You can’t open your eyes in the morning without getting them bombarded with ‘news’ about the metaverse. People are buying virtual land for millions and millions of dollars, setting up fashion shows, creating NFT-shoes avatars can wear and more and more and more.
It’s tiring…
Why? Because there is no such thing as a metaverse. A metaverse should be a digital universe in which you can, for lack of an easier explanation, live your life. You wake up in the metaverse, you go to your job in the metaverse, you go to drink beer in a bar with friends in a metaverse. And that should all be done in ONE metaverse, not in separate instances.
Those separate instances already exist and have for al long long time. And you’ve probably interacted with one, or maybe even more.
They’re called videogames…
You know, those things in which you control an avatar to go do stuff. Mostly kill other people or aliens, or maybe race a car or two. But you can do more mundane stuff like drink a coffee with a friend, walk around a town, go horse back riding or even just sit in the grass enjoying the sunset. It’s absolutely nothing new. Just look at any GTA game that came out in the past decades…
But if they are so similar to the metaverse, why don’t we call them ‘the metaverse’? I don’t know. But it gets even weirder, because there are some really crappy games like Decentraland, which do get called a metaverse.

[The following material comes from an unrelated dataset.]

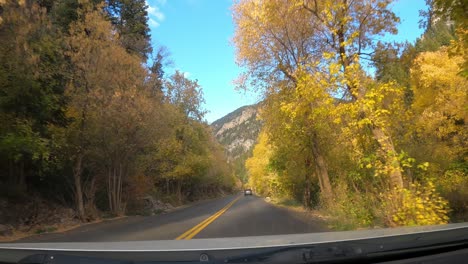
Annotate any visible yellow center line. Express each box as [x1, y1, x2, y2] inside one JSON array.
[[175, 196, 241, 240]]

Why the differentiation between the two? It probably has something to do with the ability to earn cash with NFT’s and buying real estate… But I’m not going down that hyped up rabbit hole right now.

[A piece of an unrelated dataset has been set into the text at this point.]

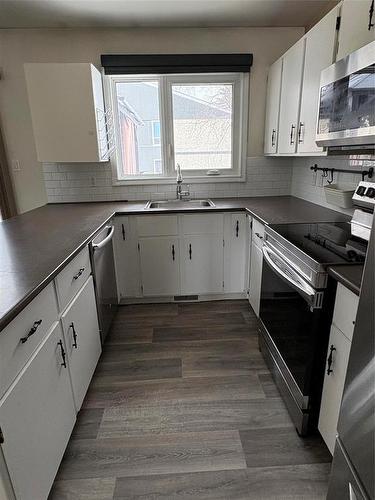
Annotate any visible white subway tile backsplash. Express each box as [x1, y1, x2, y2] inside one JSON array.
[[291, 155, 375, 215], [43, 156, 293, 204]]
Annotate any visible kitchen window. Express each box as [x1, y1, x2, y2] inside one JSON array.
[[107, 73, 248, 184]]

In the last year spoke to a couple of metaverse experts (yes, they exist). All those conversations got a bit weird when I asked what the metaverse is in their eyes. Without fail, they all started explaining immersive 3D-experiences, as you read about in the news. But all their examples had one thing in common: they where essentially games, but less sophisticated.

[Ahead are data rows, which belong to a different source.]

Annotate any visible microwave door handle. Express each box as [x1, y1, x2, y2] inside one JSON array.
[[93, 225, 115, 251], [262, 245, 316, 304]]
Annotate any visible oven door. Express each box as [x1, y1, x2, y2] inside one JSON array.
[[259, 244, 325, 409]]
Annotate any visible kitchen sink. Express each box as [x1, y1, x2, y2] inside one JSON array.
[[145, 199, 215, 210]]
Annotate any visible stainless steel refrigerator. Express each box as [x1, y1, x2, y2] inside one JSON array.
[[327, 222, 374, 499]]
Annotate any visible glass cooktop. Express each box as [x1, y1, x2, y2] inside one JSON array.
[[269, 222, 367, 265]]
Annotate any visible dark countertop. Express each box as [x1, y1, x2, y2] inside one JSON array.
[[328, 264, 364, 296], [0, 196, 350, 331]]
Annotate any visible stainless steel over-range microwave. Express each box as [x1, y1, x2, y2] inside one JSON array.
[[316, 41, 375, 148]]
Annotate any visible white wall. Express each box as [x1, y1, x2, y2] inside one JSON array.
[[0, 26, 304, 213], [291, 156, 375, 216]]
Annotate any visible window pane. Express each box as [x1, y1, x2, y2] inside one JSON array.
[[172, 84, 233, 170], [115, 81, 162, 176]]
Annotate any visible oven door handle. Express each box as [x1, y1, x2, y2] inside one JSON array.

When I told the guys I saw those experiences for what they are: immersive 3D-experiences or even games, the same as we did until the magic buzzword ‘MeTaVeRsE’ came to be, you could tell they never thought about it that way.
It seemed like the ‘experts’ where all blindly jumping on the bandwagon which clearly was going the same direction as every other buzzwordmarketeer, straight to the holyland called the metaverse where Zuck probably is God.
But that’s beside the point I’m trying to make here.
Now, I must say there are constructive conversations about the metaverse in which I can have a level discussion of what it is we’re actually talking about. And more importantly where we stand now.
And usually those conversations end in the same conclusion: there is no metaverse, and we don’t know if there ever will be one. What is for damn sure is that there are videogames (which are eerily similar to the metaverse) and that they represent a growing market with huge opportunities in the future.
It feels to me like we’re trying to get gaming to be mainstream by calling it the metaverse. All the while gaming is already mainstream. It’s the biggest entertainment industry worldwide, even bigger than movies. And yet we act like it doesn’t exist among professional adults.
It’s still seen as a thing sweaty, unhygienic losers who don’t know what the outside world looks like, do in a dark attic. Still, after the industrie has been booming for more than 40 years.
Although the 69 billion dollar deal Microsoft did, might have helped getting gaming to be more accepted. Even when Satya Nadella, CEO of Microsoft, told the press it was all about preparing for the metaverse, which it most clearly was NOT.
I think Seamus Blackley, the creator of the Xbox, says it best: “Gaming is like masturbation. Everybody does it, but nobody likes to talk about it.” And I think it’s about time we professional people get to call the metaverse for what it is: a videogame.